EU TE CHEIREI - Só aparecem nos manuais e nos livros de administração, de contabilidade, de economia, os exemplos dos grandes e megas empreendimentos, como se fossem a verdadeira empresa, a verdadeira organização. Empresas familiares pequenas não são objeto de estudo, de investigação e pesquisa acadêmica. Se é verdade que nas universidades concentram maior número de inteligências por metro quadrado do planeta, elas consequentemente têm de ter o papel de vanguarda, de propostas inovadoras e renovadores e transformadoras e libertadoras.

 

EU TE COMI - Nesse sentido, as universidades não cumprem seu papel e sua missão, porque presas ao conhecimento já construído, já consolidado, já experimentado.

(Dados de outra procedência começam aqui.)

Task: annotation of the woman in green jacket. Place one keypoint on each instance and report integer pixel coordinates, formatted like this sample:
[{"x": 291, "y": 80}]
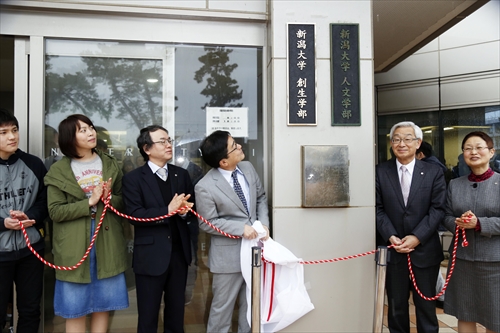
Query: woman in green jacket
[{"x": 75, "y": 185}]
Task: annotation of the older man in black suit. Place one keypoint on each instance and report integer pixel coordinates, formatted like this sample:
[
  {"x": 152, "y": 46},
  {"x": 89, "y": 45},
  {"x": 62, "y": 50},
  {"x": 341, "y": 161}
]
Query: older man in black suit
[
  {"x": 162, "y": 250},
  {"x": 410, "y": 203}
]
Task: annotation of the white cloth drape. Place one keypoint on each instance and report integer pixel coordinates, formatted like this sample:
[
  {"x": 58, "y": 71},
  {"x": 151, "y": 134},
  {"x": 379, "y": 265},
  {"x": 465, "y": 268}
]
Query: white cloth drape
[{"x": 284, "y": 298}]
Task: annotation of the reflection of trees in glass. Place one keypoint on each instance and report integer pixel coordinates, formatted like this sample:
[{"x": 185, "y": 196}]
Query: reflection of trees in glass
[
  {"x": 71, "y": 92},
  {"x": 221, "y": 88},
  {"x": 115, "y": 87}
]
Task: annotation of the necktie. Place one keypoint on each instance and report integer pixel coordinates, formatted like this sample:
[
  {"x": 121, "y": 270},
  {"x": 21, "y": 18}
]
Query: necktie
[
  {"x": 405, "y": 183},
  {"x": 238, "y": 190},
  {"x": 162, "y": 173}
]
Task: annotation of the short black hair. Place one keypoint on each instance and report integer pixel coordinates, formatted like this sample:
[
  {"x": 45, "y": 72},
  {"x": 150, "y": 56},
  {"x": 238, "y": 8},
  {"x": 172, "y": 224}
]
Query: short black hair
[
  {"x": 425, "y": 148},
  {"x": 144, "y": 139},
  {"x": 67, "y": 134},
  {"x": 7, "y": 118},
  {"x": 214, "y": 148}
]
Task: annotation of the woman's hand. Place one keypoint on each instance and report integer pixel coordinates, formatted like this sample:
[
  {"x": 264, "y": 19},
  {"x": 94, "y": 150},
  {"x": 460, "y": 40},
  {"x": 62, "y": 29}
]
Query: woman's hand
[
  {"x": 467, "y": 221},
  {"x": 179, "y": 201},
  {"x": 96, "y": 194},
  {"x": 17, "y": 216},
  {"x": 107, "y": 188}
]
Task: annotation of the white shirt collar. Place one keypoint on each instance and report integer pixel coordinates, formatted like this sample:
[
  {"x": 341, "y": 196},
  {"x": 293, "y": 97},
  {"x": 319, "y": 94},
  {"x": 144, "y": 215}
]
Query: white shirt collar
[
  {"x": 227, "y": 174},
  {"x": 410, "y": 166}
]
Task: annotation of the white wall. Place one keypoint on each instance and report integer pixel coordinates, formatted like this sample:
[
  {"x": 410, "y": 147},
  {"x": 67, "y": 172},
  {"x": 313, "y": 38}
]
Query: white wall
[
  {"x": 342, "y": 292},
  {"x": 466, "y": 58}
]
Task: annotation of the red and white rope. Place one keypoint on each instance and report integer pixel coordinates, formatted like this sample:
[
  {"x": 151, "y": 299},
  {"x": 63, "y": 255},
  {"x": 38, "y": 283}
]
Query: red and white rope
[
  {"x": 452, "y": 267},
  {"x": 92, "y": 241},
  {"x": 324, "y": 261}
]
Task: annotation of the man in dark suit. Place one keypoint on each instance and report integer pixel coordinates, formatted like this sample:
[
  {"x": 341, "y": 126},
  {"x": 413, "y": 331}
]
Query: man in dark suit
[
  {"x": 410, "y": 205},
  {"x": 162, "y": 250},
  {"x": 232, "y": 198}
]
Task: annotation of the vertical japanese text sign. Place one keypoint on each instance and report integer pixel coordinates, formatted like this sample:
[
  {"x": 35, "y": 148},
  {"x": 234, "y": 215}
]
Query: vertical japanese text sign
[
  {"x": 301, "y": 74},
  {"x": 345, "y": 74}
]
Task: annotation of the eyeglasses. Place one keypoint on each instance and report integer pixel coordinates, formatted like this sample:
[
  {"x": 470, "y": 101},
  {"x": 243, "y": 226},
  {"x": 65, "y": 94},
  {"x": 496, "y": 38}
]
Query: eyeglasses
[
  {"x": 407, "y": 141},
  {"x": 235, "y": 145},
  {"x": 469, "y": 150},
  {"x": 164, "y": 142}
]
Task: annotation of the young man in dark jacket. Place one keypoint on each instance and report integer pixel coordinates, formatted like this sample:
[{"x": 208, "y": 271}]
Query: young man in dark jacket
[{"x": 23, "y": 198}]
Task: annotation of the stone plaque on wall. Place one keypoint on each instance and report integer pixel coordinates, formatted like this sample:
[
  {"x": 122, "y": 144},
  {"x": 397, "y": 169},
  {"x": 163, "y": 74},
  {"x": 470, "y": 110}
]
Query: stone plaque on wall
[{"x": 325, "y": 176}]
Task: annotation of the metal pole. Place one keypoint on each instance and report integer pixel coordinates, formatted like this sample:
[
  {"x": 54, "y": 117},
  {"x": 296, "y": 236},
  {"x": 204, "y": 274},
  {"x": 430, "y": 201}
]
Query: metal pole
[
  {"x": 256, "y": 267},
  {"x": 378, "y": 316}
]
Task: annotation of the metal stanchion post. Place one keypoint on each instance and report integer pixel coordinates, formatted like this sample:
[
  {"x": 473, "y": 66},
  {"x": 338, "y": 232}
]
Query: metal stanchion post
[
  {"x": 256, "y": 267},
  {"x": 378, "y": 316}
]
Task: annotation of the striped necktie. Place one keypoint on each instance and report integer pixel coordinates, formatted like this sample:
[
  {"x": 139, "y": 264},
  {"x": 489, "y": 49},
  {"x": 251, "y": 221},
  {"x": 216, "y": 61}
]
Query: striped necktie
[
  {"x": 238, "y": 190},
  {"x": 405, "y": 183}
]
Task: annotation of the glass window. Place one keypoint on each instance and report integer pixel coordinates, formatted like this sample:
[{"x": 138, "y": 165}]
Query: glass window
[
  {"x": 456, "y": 124},
  {"x": 124, "y": 87}
]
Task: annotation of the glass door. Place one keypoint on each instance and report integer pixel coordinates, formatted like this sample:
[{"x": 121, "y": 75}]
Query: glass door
[{"x": 124, "y": 87}]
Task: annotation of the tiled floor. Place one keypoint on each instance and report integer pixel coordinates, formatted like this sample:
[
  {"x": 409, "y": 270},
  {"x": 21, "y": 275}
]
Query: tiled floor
[{"x": 447, "y": 323}]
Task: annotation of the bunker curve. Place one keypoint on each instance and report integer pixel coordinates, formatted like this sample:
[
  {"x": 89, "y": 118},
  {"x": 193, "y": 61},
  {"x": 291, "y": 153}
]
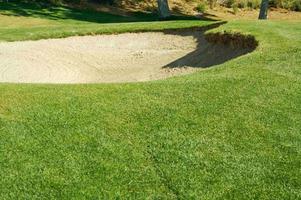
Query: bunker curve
[{"x": 128, "y": 57}]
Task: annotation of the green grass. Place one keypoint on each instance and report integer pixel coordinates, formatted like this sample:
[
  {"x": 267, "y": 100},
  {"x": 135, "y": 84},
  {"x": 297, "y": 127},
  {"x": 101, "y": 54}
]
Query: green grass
[
  {"x": 228, "y": 132},
  {"x": 24, "y": 21}
]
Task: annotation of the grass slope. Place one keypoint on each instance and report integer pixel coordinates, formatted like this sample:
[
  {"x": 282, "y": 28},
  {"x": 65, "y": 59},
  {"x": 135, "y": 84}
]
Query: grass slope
[
  {"x": 32, "y": 22},
  {"x": 229, "y": 132}
]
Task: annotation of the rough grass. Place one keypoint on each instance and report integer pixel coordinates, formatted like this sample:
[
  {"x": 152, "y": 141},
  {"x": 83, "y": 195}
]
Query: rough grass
[
  {"x": 229, "y": 132},
  {"x": 24, "y": 21}
]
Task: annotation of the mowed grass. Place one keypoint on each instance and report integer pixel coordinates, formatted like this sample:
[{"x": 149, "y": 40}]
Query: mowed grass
[
  {"x": 25, "y": 21},
  {"x": 228, "y": 132}
]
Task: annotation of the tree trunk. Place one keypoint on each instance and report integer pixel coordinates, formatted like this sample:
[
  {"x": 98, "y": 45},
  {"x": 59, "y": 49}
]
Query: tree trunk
[
  {"x": 263, "y": 14},
  {"x": 163, "y": 9}
]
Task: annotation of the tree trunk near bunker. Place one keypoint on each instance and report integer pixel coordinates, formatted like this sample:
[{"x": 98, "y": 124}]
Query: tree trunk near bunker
[
  {"x": 163, "y": 9},
  {"x": 263, "y": 14}
]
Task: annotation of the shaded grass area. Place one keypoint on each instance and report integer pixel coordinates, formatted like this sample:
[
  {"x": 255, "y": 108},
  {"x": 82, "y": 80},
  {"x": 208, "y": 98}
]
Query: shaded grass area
[
  {"x": 27, "y": 21},
  {"x": 230, "y": 132}
]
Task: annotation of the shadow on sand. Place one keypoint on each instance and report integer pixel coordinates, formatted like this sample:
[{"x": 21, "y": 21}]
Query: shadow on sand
[{"x": 212, "y": 49}]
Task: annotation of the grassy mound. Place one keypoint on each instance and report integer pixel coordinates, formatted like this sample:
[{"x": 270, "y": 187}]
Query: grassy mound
[{"x": 229, "y": 132}]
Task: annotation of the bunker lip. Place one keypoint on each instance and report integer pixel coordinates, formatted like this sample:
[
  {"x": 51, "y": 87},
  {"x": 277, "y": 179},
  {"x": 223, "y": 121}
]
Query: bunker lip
[{"x": 127, "y": 57}]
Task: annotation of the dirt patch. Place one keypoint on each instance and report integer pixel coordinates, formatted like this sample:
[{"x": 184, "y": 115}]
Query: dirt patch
[{"x": 126, "y": 57}]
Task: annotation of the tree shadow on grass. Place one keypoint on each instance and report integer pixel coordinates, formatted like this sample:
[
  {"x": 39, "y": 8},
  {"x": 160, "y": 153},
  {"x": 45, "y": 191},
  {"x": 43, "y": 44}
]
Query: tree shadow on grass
[
  {"x": 47, "y": 11},
  {"x": 212, "y": 49}
]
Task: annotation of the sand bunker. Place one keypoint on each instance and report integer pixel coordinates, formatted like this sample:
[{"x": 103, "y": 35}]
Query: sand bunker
[{"x": 125, "y": 57}]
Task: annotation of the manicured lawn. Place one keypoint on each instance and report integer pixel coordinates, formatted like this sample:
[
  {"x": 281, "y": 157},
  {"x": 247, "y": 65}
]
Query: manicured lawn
[
  {"x": 228, "y": 132},
  {"x": 31, "y": 22}
]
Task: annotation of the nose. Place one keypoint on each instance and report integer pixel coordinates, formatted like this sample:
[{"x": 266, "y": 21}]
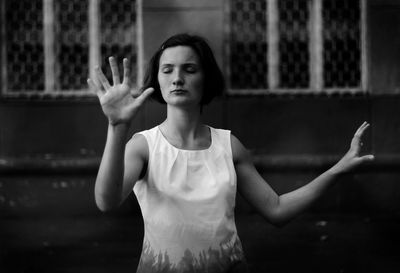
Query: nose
[{"x": 178, "y": 78}]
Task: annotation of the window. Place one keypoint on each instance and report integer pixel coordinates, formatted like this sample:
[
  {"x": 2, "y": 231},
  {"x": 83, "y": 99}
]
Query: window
[
  {"x": 295, "y": 46},
  {"x": 51, "y": 46}
]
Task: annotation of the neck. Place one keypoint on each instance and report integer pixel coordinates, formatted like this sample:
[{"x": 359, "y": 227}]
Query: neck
[{"x": 183, "y": 123}]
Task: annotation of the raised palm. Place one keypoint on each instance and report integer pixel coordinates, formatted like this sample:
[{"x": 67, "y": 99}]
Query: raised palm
[
  {"x": 352, "y": 158},
  {"x": 117, "y": 100}
]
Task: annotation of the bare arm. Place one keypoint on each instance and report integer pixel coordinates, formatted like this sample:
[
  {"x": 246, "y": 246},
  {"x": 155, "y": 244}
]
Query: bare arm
[
  {"x": 281, "y": 209},
  {"x": 121, "y": 164}
]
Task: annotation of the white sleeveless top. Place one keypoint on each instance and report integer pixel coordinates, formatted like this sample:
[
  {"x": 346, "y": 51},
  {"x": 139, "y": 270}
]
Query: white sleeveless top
[{"x": 187, "y": 198}]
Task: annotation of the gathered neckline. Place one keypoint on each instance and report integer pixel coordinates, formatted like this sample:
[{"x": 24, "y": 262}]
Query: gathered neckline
[{"x": 187, "y": 150}]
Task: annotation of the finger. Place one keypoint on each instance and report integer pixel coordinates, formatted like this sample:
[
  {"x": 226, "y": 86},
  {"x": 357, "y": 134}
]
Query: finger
[
  {"x": 103, "y": 80},
  {"x": 94, "y": 88},
  {"x": 145, "y": 95},
  {"x": 367, "y": 158},
  {"x": 127, "y": 72},
  {"x": 114, "y": 70},
  {"x": 361, "y": 129}
]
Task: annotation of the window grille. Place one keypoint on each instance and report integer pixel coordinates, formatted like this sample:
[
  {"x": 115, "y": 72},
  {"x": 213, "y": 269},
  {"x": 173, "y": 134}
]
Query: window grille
[
  {"x": 295, "y": 46},
  {"x": 50, "y": 47}
]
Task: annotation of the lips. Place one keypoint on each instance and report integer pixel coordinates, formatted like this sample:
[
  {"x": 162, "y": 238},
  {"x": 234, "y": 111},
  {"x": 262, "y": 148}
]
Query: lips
[{"x": 179, "y": 91}]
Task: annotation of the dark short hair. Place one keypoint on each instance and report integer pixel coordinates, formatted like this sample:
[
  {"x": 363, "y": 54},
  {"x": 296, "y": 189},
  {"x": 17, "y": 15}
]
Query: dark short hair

Ou as universidades vão à frente, como abre-alas, ou como porta-bandeira, ou fatalmente, em breve, serão chamadas de velha-guarda ou fábrica de mão-de-obra barata.

 

EU TE ENFREITEI - Existem organizações de vários formatos – o que é muito bom! Há organizações inflexíveis e outras não tão inflexíveis. A inflexibilidade, a fixidez são produtos da razão, porque os princípios racionais são imutáveis e uniformes. Fora do domínio da racionalidade, existe um cabedal imenso de ideias criativas, nascidas das relações e muldiversidades sociais. Num mesmo indivíduo, assim como numa mesma organização, os gostos e os objetivos, as preferências e as justificativas, as inclinações e as metas mudam de grau e até de natureza.

 

EU TE BEIJEI - Claro, a razão dá estabilidade, segurança e regularidade da vida e dos comportamentos. O sentimento e sensibilidade produzem a inconstância e uma agitação infinda. Os estoicos preferem o aniquilamento de todas as paixões e a tomada da razão como único guia. A razão é inflexível e quem segue os seus princípios torna-se inflexível, inabalável. Existem, claro, organizações estoicas. 

 

EU TE AMEI - As funções intelectivas e as funções afetivas são tão diferentes que frequentemente se contrariam. A dor e o prazer, a tristeza e a alegria, a satisfação e a desmotivação, elevados a alto grau, interrompem um trabalho racional, ou intelectual. O ideal de uma organização estoica é que não houvesse gente que sofra, ou que goze a vida. (Há empresas, inclusive, que não gostam de pessoas felizes, ridentes, sorridentes, alegres...) O gozo e/ou encantamento (prazer) pela vida embota, arruína a inteligência, segundo normas internas de muitas empresas. Daí, normas como: Fale somente o estritamente necessário – Não entre no youtube – Fale o mais baixo possível – Abaixe o som de seu rádio com músicas – Não gargalhe – Não ria – Não seja feliz!